As you may have noticed, we’ve been celebrating National Poetry Month by periodically sharing poems by some of our past honored artists. But some local poets are being much more literal about their Poetry Month. Take Simeon Berry (Poetry Fellow ’06): he’s undertaking the NaPoWriMo challenge – that is, to write at least one poem a day, all month.
You can follow his intriguing trajectory on his blog, where he’s been posting a series of poems about a character named “the doppelganger” and his adventures (of a kind) in a world seemingly shaped by poetic forces.
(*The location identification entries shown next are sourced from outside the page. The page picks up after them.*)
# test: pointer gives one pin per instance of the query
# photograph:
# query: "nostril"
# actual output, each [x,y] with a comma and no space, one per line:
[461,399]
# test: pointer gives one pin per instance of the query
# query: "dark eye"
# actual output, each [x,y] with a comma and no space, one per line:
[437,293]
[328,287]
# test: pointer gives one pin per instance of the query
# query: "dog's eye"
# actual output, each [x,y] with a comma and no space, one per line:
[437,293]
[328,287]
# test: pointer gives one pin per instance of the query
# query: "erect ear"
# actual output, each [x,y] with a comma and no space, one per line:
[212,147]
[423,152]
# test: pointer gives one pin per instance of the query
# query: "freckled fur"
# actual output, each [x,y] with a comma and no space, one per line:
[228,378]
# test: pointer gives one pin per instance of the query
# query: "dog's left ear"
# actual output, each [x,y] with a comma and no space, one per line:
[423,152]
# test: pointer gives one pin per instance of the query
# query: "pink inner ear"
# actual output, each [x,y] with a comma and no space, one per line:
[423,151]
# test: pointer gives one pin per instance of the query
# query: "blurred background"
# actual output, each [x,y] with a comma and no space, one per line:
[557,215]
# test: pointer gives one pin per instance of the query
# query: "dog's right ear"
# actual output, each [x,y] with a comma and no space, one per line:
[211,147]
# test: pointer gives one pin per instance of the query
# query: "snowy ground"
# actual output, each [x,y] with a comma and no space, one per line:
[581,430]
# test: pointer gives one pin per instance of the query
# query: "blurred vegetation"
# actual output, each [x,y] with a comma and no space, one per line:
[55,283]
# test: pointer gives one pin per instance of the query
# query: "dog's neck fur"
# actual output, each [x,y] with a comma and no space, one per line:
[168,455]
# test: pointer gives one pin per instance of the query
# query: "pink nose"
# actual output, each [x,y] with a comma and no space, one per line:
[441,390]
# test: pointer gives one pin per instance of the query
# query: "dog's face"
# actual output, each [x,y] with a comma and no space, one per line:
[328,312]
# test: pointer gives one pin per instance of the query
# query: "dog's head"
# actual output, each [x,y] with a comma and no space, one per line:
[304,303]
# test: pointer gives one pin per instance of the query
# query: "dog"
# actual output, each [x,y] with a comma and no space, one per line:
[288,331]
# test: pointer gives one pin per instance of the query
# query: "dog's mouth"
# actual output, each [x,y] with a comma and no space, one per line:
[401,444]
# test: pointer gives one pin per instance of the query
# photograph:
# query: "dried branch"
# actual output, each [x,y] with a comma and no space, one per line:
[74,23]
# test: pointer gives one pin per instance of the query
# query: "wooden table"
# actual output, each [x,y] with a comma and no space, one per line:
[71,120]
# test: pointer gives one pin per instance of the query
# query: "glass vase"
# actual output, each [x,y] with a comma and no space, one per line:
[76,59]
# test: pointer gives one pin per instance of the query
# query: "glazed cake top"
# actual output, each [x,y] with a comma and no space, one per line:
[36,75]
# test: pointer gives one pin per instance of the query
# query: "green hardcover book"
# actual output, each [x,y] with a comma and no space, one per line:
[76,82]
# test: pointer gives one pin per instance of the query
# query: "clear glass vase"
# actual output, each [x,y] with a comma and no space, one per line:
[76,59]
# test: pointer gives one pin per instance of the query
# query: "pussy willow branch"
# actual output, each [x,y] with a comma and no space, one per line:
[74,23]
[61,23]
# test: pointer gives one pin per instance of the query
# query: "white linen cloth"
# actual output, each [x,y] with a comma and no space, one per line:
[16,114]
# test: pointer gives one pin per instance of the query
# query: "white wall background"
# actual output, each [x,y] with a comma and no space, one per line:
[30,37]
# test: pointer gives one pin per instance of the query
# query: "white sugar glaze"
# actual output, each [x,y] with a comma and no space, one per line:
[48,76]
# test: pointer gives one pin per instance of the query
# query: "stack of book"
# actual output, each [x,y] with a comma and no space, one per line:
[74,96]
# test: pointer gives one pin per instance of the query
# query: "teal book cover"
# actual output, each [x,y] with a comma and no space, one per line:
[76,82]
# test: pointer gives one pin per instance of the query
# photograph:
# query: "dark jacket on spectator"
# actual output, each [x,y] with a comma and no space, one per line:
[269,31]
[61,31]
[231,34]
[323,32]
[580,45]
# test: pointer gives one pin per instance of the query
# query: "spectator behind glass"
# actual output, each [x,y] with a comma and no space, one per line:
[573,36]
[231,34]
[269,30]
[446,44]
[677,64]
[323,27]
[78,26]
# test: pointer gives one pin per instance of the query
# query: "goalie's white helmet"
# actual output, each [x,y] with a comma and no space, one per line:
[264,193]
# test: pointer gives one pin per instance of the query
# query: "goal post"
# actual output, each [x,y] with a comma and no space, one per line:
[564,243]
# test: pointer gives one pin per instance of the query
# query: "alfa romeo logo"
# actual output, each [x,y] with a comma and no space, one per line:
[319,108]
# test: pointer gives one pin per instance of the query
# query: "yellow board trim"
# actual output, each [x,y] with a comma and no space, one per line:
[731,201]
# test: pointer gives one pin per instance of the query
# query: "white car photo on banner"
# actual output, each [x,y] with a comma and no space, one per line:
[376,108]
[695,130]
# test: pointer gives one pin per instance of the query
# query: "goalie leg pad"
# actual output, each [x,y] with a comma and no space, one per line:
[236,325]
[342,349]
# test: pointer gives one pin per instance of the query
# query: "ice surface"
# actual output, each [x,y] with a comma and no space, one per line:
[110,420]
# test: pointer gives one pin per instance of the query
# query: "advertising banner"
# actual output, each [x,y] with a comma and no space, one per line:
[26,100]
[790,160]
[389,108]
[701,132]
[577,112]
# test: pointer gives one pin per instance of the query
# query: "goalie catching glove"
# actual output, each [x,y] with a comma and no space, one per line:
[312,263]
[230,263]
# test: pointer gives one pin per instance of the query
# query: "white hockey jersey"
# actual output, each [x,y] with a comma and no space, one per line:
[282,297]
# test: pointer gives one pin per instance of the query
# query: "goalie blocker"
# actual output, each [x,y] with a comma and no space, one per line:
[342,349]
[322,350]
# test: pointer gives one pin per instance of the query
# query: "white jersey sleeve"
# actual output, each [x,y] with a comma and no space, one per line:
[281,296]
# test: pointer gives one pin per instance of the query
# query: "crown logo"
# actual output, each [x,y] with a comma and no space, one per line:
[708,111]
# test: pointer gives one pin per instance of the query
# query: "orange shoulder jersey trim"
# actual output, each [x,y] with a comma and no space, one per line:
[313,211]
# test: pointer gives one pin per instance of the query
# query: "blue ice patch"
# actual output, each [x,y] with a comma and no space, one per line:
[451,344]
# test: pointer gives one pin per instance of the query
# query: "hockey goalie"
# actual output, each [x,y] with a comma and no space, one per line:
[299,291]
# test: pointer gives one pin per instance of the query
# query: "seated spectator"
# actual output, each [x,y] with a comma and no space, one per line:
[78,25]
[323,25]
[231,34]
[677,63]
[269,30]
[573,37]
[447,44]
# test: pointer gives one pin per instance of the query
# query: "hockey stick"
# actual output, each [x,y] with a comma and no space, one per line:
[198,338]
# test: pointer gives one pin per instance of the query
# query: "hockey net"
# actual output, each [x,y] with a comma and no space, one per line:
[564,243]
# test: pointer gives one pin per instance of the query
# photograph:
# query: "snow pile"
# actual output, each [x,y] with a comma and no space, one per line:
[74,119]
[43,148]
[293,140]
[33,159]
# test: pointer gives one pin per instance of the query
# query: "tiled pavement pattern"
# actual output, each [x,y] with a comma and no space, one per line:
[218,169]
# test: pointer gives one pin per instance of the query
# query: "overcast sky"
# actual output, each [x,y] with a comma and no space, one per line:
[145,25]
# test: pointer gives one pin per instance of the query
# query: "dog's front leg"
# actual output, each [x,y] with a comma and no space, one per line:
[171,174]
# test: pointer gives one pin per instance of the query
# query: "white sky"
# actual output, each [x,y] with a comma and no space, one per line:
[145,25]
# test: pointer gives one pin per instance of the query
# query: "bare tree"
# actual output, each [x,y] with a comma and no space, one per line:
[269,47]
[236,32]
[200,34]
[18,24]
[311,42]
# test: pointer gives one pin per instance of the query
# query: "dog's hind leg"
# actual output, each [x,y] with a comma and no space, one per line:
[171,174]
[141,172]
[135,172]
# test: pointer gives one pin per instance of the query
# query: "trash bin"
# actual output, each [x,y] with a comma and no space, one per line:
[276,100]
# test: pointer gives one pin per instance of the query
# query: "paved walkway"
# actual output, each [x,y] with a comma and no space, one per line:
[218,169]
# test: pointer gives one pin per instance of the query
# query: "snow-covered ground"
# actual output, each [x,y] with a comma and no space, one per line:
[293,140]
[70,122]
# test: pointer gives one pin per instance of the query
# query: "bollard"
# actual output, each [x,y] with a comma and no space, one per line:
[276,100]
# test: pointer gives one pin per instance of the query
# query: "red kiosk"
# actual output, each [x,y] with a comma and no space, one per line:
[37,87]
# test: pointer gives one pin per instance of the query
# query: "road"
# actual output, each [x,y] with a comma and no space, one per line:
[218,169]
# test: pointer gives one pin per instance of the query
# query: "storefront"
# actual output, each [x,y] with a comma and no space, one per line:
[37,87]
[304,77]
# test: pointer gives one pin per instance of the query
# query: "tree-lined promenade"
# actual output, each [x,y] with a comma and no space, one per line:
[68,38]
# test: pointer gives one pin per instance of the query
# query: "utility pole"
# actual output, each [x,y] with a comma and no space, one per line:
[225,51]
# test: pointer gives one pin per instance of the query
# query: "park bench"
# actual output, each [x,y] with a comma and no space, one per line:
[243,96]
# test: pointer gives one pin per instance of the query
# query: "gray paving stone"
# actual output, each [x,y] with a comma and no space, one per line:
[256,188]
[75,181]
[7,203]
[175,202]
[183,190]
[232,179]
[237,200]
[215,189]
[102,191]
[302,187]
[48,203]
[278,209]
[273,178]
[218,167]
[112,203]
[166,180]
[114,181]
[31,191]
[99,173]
Here’s one posted April 19:
The doppelganger discusses his will with Miss Anaphora
You can’t
take
my hair.
Even
a lock is
enough
to regrow
me and I
have
too
many tax
problems
as it is.
A jazz
funeral’s
right out.
I don’t
want to
come back
in a stride
piano.
That’s
just pained.
In fact
it would
be better
if you
buried
me inside
a bullet
or a time
capsule.
Really
there’s no
difference
between
the two
if you
think hard
enough.
And I
want you
to put on
that
never dress,
the one
you were
wearing
when I
said
The three
things
I believe
in are
me, my
shadow,
and that
hemline.
Everything
else is
just a
substitute
measure.
I wasn’t
wrong.
Not very
Simeon Berry is an Associate Editor for Ploughshares and has won a Career Chapter Award from the National Society of Arts and Letters, the Dana Award for Poetry, and a Massachusetts Cultural Council Individual Artist Fellowship.